There’s a silence in the adrenaline blur after you make the steal, after you get past the last defender, after your feet push off against the ground, after you make oh-so-sweet contact with the ball. In that breathless, blurring silence, you know your body is doing something sweet and the flavor of the action expels the pain of training sessions, the smell of your gym bag, and any lingering boredom from hours of daily redundant practice.

There’s a silence that happens when you get close to the top of a trail and the plants get short and the grass reclaims the path where fewer and fewer people pass and your lungs burn, and your legs are jelly and there’s more moisture on your skin than you remember ever drinking. But you pull that silence close and wrap yourself in it, fill yourself with it, remember that you have prepared for it.
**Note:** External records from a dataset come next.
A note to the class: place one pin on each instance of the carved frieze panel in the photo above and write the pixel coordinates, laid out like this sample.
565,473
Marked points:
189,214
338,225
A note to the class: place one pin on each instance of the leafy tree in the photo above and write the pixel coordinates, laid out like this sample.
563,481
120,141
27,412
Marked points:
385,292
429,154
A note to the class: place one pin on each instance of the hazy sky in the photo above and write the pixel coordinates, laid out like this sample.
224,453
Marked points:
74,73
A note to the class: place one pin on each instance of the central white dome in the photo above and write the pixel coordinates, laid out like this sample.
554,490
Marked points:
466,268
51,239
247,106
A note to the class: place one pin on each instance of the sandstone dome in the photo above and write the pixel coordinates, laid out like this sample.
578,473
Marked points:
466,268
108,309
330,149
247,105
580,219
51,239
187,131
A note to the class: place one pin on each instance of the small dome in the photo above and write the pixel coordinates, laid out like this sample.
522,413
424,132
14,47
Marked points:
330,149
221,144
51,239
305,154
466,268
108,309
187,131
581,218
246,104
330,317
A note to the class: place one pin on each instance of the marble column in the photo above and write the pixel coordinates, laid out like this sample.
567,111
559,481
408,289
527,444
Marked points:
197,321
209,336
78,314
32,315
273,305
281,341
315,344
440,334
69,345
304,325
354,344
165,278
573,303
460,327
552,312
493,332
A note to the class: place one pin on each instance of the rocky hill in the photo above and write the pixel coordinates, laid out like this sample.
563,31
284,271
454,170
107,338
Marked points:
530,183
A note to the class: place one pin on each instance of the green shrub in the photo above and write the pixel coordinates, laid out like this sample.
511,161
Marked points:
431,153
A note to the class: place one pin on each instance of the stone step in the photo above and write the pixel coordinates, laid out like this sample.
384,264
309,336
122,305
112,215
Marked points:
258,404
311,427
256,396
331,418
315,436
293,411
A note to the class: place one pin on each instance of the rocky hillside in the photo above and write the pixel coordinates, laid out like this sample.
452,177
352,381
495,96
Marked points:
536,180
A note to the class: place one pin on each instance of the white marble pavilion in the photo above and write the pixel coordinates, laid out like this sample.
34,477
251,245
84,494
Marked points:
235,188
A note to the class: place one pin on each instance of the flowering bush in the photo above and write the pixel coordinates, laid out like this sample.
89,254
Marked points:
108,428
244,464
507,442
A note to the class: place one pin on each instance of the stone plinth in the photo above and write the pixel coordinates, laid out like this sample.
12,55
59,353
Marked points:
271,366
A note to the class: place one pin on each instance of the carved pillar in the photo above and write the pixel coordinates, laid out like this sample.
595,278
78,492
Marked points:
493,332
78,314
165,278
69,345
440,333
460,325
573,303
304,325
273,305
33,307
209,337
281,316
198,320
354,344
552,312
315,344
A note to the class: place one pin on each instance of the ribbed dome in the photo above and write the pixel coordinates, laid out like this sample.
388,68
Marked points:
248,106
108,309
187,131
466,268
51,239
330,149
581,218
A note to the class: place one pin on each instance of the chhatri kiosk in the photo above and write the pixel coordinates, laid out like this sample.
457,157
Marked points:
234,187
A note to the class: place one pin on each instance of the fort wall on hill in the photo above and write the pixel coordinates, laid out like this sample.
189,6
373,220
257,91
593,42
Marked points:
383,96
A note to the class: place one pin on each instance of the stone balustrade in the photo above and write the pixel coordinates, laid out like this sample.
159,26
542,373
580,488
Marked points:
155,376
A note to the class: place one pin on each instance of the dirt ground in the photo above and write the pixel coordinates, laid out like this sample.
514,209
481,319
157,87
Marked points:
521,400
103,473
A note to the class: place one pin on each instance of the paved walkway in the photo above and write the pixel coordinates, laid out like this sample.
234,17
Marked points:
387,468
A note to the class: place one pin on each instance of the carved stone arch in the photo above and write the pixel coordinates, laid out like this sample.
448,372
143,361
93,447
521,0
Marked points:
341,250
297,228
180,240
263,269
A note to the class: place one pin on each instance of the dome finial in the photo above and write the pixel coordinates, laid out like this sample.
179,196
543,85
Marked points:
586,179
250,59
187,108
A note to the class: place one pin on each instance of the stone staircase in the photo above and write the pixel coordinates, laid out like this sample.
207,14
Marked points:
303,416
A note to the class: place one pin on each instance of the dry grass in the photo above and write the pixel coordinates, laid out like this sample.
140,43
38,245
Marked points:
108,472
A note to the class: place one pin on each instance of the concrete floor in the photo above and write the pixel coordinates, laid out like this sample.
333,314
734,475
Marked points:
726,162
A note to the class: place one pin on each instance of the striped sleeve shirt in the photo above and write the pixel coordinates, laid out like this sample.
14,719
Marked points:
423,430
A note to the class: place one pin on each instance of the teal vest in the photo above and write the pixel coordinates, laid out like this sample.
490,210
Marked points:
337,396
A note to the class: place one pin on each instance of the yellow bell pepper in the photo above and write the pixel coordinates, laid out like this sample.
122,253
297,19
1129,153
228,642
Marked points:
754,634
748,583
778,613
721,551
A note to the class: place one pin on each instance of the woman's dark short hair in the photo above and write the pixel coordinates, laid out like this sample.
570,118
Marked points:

And when that silence breaks, you know you will break it with a scream of primal triumph.

This is where I learned to meditate, to breathe. It was on the mountain with skis strapped to my feet. It was on the soccer field with shin guards pressed to my legs. It was in the woods on a trail miles away from any reasonable place of rest.

As I age, I experience that silence less and less on the field and mountain, but I do regularly find it in worship — in the pause between the confession and the assurance, in the inhale before the final verse of the hymn when the pianist takes it up a notch, and in the hush that washes through the sanctuary when the bread breaks.

A life of athletics has taught me to appreciate the negative space that surrounds a physical action. My experience of communal worship is shaped because I was trained as an athlete to notice the moment before the moment, to tend the practices that develop quality, and to always remember to breathe.